COMP 776 - Final Project: Ribbon Carving

Ryan Schubert
April 29, 2008


(first progress report webpage can be viewed here)


Things done:

Matlab code used:
ribbon.m - main file
calcEnergy.m - calculates the energy of the given x-time slice. The timeScaleFactor is set inside this file, not passed an argument.
calcSummedArea.m - calculates the summed area table for the given energy image
findSeam.m - takes a summed area image and traces the seam of lowest energy backwards

cleanVid.m - a simple stand-alone MATLAB script that will load in an avi and remove duplicated frames. I wrote this because my digital camera would duplicate every 3rd frame while taking video. It saves out the slimmed down video as [name]_cleaned.avi


Basic algorithm outline:
1. Read in avi file (I use the MATLAB aviread() function for this)
2. Convert video data from an array of structs, each of which contain a 3D matrix (Y-X-color), to a 4D matrix (Y-X-time-color)
3. Convert any 0 color values to 1 (on a scale of 0-255 this causes no perceptible difference). A value of 0 is used later as a mask for easily collapsing the video.
4. Loop over all y slices of X-time images
    a. compute energy of current slice
    b. process energy image if desired (blur or median filter)
    c. keep running sum/max of all energy slices so far
5. Process max/avg energy image if desired (blur or median filter)
6. Compute summed area table using processed max/avg energy image
7. Compute seam of lowest energy from summed area table
8. Mask out ribbon (extruded seam) in video data with 0's
9. Collapse video volume forwards in time to fill in 0's from the cut ribbon
10. Repack 4D video data back into an array of structs
11. Write out avi with the equivalent of 1 frame removed
12. Repeat steps 4-11 until desired number of frames have been removed


Steps 1-3
See ribbon.m MATLAB file.

Step 4: Loop over all y slices of X-time images
Part a: compute energy of current slice
The energy for a given slice of the video volume is computed by taking the x and y image gradients (for R, G, and B) using the gradient() function in MATLAB. I then take the absolute value of these gradients and scale the x gradient components by the timeScaleFactor (since in my image slices, the x dimension corresponds to time). The resulting 6 values (x and y gradients for R, G, and B) are the summed; the resulting image is the energy.

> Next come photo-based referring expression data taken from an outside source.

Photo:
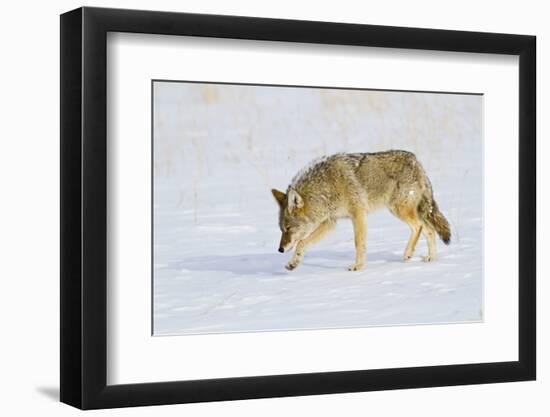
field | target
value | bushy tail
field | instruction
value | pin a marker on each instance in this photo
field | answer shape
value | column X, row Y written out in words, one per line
column 430, row 214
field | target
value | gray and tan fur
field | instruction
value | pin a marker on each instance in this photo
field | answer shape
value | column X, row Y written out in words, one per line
column 353, row 185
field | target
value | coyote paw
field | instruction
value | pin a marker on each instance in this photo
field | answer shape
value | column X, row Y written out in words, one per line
column 291, row 265
column 355, row 267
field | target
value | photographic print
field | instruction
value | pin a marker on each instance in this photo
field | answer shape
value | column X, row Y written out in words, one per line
column 282, row 208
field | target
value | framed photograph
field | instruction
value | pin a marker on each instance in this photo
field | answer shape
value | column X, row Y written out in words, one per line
column 259, row 208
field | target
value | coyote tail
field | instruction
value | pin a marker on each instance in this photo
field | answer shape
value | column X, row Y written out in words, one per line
column 430, row 214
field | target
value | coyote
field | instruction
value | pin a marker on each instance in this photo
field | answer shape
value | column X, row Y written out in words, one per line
column 352, row 185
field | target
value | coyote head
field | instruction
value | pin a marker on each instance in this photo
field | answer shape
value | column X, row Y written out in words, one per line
column 295, row 225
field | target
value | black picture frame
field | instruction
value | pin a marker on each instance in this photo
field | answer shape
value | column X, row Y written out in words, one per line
column 84, row 207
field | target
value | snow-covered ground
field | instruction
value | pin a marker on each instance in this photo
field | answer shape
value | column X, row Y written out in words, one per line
column 219, row 149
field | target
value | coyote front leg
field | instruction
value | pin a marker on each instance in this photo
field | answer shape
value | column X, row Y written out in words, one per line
column 316, row 236
column 360, row 234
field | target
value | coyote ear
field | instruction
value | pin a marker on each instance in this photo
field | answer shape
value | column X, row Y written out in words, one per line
column 279, row 196
column 295, row 200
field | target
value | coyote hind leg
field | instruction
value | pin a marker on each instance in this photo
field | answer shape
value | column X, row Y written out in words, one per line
column 360, row 234
column 408, row 214
column 430, row 237
column 416, row 229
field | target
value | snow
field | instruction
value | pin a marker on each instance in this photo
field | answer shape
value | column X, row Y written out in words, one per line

Using a timeScaleFactor of 1 results in image-space high contrast edges overpowering temporal changes in some places, where what we're really intersted in is the temporal gradient. Here you can see the difference between the energy function of 3pens_cleaned.avi with a TSF of 1 and a TSF of 100:
TSF = 1 TSF = 100

Part b: process energy image, if desired (blur or median filter)
There were some cases where object motion in the X-time energy function was being 'split' because of what appeared to be video compression artifacts. An example of this can be seen in this section of the max energy and cut seam from the 3pens video when removing the 28th frame:

While we would prefer the seam to cut around all the motion energy, there is noticible, patterned energy in the static background, possibly resulting from compression artifacts in the frames of video. However, where there is lots of temporal information, the compression artifacts are less severe, resulting in less apparent energy in the space between, but temporally near, the pen's movement.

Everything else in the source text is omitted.